Parler said in its lawsuit they did address everything Amazon raised. My point was the small number against the large user base. BTW, that bomb post had 0,0,0 which I assume is retweeets, up votes, and down votes. Amazon looked over several weeks and that was the best they could find?
It's not that Amazon was able to find these comments, it's that they had looked for examples, given those examples to Parler, and even that low barrier for moderation wasn't reached after a normal amount of time. As in 'here's specific examples of what you agree clearly need moderation, and are calling for terrorist attacks on our (Amazon)'s infratstructure, you (Parler) still haven't taken down days later'.
> It’s our view that this nascent plan to use volunteers to promptly identify and remove dangerous content will not work in light of the rapidly growing number of violent posts. This is further demonstrated by the fact that you still have not taken down much of the content that we’ve sent you.
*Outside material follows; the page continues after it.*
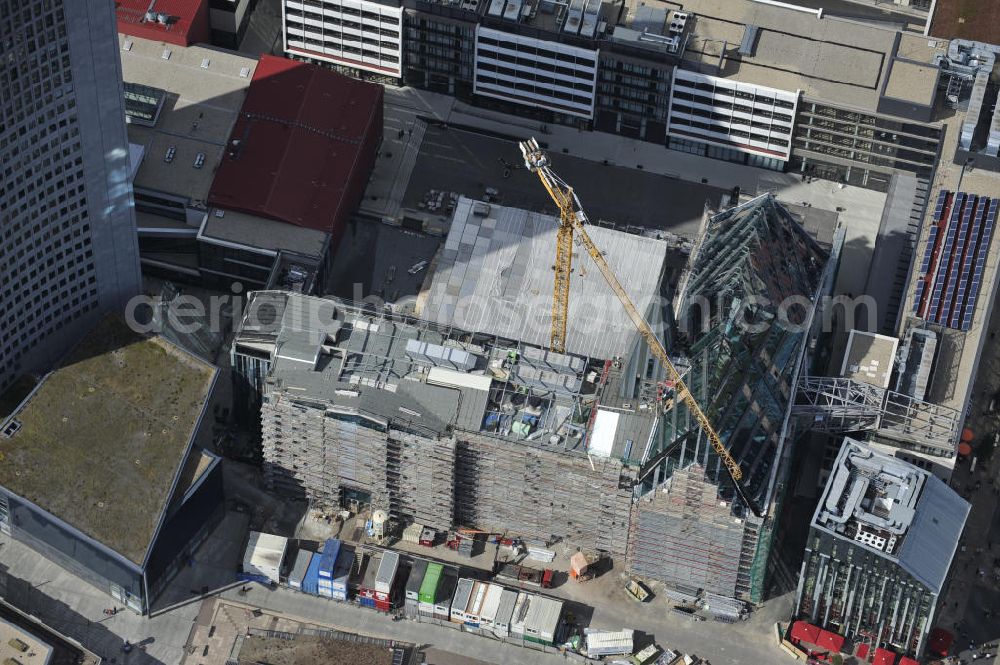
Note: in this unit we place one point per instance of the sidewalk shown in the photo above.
(351, 618)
They sent the examples well before they sent the final letter, gave Parler plenty of time, and Parler refused to even moderate under those extremely generous circumstances.
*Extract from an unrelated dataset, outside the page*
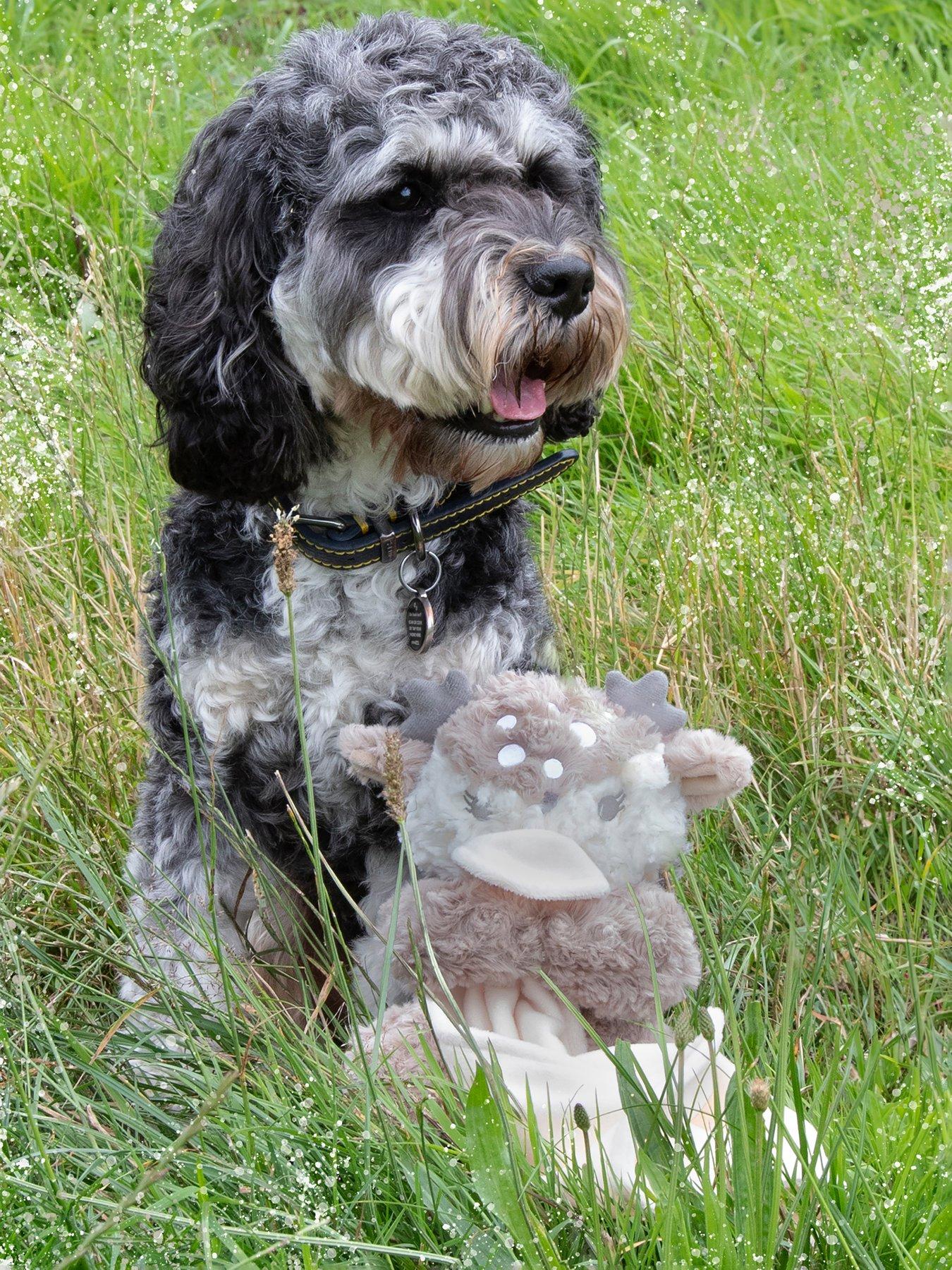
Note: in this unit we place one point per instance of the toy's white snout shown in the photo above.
(539, 864)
Yup, in its lawsuit Parler said..."AWS knew its allegations contained in the letter it leaked to the press that Parler was not able to find and remove content that encouraged violence was false because over the last few days Parler had removed everything AWS had brought to its attention and more. Yet AWS sought to defame Parler nonetheless."
Ehh, why don't you go ahead and post proof. A single example will be sufficient for me: show me a single example of something Amazon asked Parler to remove that Parler didn't remove. It's okay, I'll wait...
It's not that they could only find those examples.
And among those examples were specific calls to bomb AWS data centers.